Postrzeganie siebie przez pryzmat innych, porównywanie się, zazdrość, że ktoś ma lepiej… To bardzo ludzkie odruchy, nasze typowe słabości. Łatwo jednak wpaść w pułapkę i przestać doceniać to, co mamy, przez ślepe zapatrzenie w cudze życie. Dlatego każdy Ci powie: „Nie porównuj się z innymi!”. Pytanie tylko, jak to zrobić, skoro pokusa jest tak ogromna…
Pierwsze przykazanie: nie porównuj się z innymi!
Kiedy słyszysz, jak bliska Ci osoba narzeka, że jest gorsza od innych i że tak bardzo innym zazdrości łatwego życia, odruchowo zaczniesz ją pocieszać, mówiąc, że nie powinna się porównywać, bo przecież każdy jest inny i w życiu każdego są plusy i minusy.

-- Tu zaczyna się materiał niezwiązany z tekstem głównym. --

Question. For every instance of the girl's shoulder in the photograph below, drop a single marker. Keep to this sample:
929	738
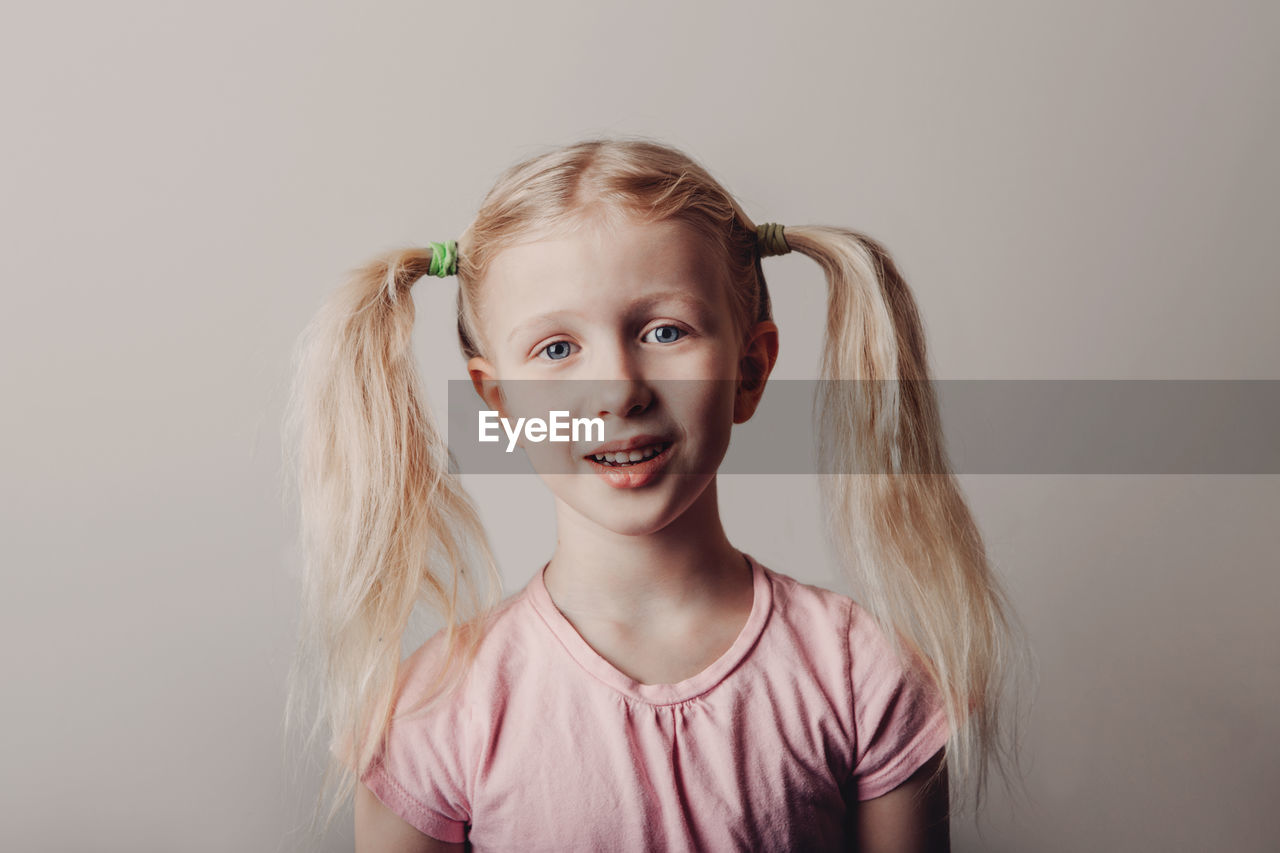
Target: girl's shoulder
449	667
817	614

Problem polega na tym, że od dziecka uczymy się porównywania z innymi. Przykładem jest choćby szkoła. Dzieci ze sobą rywalizują, poznają swoje oceny, wiedzą, kto jest lepszy, a kto gorszy. Przechwalają się, robią rankingi. Po powrocie do domu słyszą od ambitnych rodziców pytania o oceny nie tylko własne, ale i rówieśników. Wyrastają w poczuciu, że otaczający ludzie są punktem odniesienia.
Pułapka porównań – do czego prowadzi?
Kiedy obsesyjnie porównujemy się z innymi, obcy ludzie nie stają się tym punktem odniesienia w sposób obiektywny. Mamy bowiem tendencję do zauważania wad w nas, a zalet w innych. A skoro porównujemy się według takich kryteriów, jak możemy sprawiedliwie siebie ocenić?

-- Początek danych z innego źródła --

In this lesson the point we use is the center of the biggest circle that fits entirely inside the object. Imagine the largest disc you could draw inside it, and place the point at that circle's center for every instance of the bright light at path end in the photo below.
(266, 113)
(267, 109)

Porównania rodzą zazdrość i niską samoocenę. A te z kolei są silnie powiązane z poczuciem zagrożenia, obniżeniem pewności siebie, a co za tym idzie – faktycznym zmniejszeniem naszego potencjału. Zaczynamy myśleć o sobie źle i rzeczywiście stajemy się gorsi. To błędne koło!

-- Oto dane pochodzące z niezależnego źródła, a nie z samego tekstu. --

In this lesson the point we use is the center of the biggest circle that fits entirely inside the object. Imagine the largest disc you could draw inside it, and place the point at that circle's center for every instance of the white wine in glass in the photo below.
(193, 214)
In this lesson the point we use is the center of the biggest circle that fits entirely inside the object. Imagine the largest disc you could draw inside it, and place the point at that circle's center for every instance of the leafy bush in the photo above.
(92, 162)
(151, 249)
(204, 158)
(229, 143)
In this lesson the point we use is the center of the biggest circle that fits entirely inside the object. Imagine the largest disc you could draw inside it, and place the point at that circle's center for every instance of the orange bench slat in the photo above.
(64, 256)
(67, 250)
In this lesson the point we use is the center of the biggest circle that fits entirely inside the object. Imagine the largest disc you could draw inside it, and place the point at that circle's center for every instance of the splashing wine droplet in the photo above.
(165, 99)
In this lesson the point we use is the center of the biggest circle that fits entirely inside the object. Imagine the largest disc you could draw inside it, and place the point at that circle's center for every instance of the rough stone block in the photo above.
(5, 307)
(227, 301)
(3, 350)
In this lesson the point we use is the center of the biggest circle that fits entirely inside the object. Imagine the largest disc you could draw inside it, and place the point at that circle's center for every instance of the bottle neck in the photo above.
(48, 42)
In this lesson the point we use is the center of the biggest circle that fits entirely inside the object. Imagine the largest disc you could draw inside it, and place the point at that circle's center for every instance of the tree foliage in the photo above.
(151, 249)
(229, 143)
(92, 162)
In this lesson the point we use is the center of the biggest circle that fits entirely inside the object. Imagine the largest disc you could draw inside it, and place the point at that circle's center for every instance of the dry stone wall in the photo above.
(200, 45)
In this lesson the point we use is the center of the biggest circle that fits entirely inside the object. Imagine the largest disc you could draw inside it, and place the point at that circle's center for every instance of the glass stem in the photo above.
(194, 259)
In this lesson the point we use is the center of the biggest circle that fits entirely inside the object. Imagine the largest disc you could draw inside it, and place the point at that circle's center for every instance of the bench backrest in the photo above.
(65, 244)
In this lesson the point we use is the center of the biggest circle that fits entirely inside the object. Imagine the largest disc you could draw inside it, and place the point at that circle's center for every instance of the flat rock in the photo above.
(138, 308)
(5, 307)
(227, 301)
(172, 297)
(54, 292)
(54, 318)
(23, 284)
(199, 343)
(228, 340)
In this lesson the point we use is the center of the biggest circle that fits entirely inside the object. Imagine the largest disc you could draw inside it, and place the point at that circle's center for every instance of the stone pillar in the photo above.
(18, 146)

Jak przestać się porównywać z innymi?
Jeśli masz przestać porównywać się z innymi, musisz najpierw dostrzec, że robisz to i że Ci to szkodzi. Skup się następnie na sobie, a przede wszystkim na zaletach swojego życia. Skoro porównujesz się z jakąś konkretną osobą, zastanów się szczerze, czy ona ma wszystko to, co Ty masz, czy zawsze jest szczęśliwa, a może jej czegoś brakuje?
Odpowiedz sobie na pytanie, czy gdyby ta osoba chciała się z Tobą zamienić na życia, to czy to by Ci wyszło na dobre. Może jednak lepiej jest zmienić coś w sobie, co Ci faktycznie przeszkadza, zamiast tracić czas na analizowanie tego, co mają inni?